Sunday, January 26, 2025

Breaking Down What Shadow Gen AI Is All About

 


It seems like we can never get away from this one topic: Generative AI.  The bottom line is whether you love it or hate it, use it or not, etc.  it is going to be around with us for a long time to come.  There are many facets of Generative AI that touch our lives, the one that is the most influential is that of ChatGPT.  Personally, I have never used it, and I have made a promise to myself to never use it.

Anyways, differences aside, there is a new trend coming out now, and it is called “Shadow Generative AI”.  It is just like its cousin, “Shadow IT”.  With this, employees either continue to use outdated software or download non-sanctioned ones either because they are creatures of habit and do not want to use what is new, or they are trying to retaliate against something that has happened to them personally at their workplace.
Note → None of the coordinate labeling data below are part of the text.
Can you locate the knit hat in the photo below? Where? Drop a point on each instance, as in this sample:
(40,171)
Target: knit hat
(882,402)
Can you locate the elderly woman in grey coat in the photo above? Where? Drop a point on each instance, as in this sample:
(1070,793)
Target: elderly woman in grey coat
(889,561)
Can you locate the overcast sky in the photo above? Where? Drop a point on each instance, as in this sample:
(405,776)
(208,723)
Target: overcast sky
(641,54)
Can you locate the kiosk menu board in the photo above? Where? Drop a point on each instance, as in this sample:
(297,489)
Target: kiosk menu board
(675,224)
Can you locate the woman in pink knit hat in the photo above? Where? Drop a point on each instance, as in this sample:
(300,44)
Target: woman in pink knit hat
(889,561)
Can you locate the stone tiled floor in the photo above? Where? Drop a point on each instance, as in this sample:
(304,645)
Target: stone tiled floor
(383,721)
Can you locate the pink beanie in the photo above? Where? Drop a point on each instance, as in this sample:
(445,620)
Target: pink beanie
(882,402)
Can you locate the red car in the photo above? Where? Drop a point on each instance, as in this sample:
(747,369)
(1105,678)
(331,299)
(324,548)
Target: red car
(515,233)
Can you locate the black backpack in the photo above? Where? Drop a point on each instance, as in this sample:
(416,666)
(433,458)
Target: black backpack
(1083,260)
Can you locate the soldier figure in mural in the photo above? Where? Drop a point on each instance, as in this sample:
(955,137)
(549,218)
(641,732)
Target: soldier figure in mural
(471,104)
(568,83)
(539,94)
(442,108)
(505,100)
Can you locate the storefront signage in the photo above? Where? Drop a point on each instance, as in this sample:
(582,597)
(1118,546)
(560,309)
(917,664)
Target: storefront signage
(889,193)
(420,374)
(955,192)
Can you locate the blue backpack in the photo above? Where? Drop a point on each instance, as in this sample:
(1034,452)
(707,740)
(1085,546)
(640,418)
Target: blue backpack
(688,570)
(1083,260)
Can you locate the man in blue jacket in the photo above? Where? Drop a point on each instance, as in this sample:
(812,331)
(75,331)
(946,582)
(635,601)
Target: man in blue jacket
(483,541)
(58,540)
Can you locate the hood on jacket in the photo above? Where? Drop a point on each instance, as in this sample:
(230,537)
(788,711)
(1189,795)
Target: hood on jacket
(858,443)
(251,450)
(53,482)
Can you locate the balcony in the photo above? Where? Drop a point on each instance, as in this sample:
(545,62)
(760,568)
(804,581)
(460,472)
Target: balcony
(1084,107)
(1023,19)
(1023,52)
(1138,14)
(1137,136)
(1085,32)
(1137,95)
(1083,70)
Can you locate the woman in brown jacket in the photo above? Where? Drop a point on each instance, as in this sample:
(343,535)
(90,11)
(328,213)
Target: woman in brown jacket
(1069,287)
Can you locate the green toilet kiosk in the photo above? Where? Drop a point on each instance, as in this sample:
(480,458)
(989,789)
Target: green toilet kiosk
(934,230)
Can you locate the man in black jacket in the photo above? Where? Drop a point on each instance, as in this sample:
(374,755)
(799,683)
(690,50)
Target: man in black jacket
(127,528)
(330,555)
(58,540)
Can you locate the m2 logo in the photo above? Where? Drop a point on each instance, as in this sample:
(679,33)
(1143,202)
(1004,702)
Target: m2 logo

The same can be said of the former.  This is the situation where employees use non-approved Generative AI models to help them to do their daily job tasks. Because of the inherent risks that it can bring, many businesses in Corporate America are now cracking down on this.  Consider some of these stats:

*Using non approved Generative AI models is now completely banned in the healthcare and financial sectors.

*Even technology companies are cracking down, such as Apple, Samsung, and even Amazon.

*ChatGPT that has not been approved for corporate usage is at an alarming 74%.  The same can also be said of its competitors, Geminin and Bard.

*Given the development of Generative AI, companies are finding it difficult to enforce data security policies, and at least 27% of the data that is pumped into the model is not made secure.

(SOURCE:  The Security Risk of Rampant Shadow AI)

The main culprit for the huge risk of “Shadow Generative AI” lies in the fact that it is the datasets fed that are fed into a model which is the lifeblood for it.  For example, large amounts of it are needed in not only to initially train the model, but to keep it learning going forward. 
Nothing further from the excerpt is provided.